Source: Editors and Writers: Jennifer Dorning, Tara Dunderdale, Shannon L. Farrell, Aliqae Geraci, Rachel Rubin, Jessica Storrs, American Library Association – Allied Professional Association (ALA-APA), Fifth Edition: April 2014

Successful salary improvement efforts begin and end with library workers. This toolkit is designed to provide library workers with the resources and strategies they need to improve their salaries. Library workers are not alone in their fight for fair compensation. …. The toolkit has four parts: Building Your Case for Better Salaries; Pay Equity; Unions; and Speaking Out. This toolkit will be helpful whether you are a librarian, administrator, or support staff.

Part 1 focuses on building the individual library workers’ case for better salaries and providing tools for salary negotiation. To build the case, the toolkit outlines resources to help you determine your fair market value and effectively demonstrate your value and the value of your library. Part 1 also includes information on living wage campaigns and the effect of faculty status on salary. Part 1 concludes with salary negotiation advice for individuals as well as advice aimed at administrators looking to improve staff salaries.

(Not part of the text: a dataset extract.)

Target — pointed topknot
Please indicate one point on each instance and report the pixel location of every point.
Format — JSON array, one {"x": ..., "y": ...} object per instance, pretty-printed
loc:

Part 2 outlines the process for initiating a pay equity campaign in your library. This section provides tools for identifying pay inequities in your library and outlines the options for recourse. While legal recourse is available in pay equity cases, this section also outlines the steps libraries can take to revise job descriptions, position classifications, and job evaluations to achieve pay equity.

Part 3 provides resources for library workers who want to seek union representation in their library. This section also outlines the benefits of joining a union as well as frequently asked questions about unions.

Part 4 explains the five steps necessary to presenting an effective case for increasing salaries. Part 4 also looks at how to handle challenges and setbacks when seeking fair pay, including budget cuts, employee turnover, and labor market saturation and recruitment.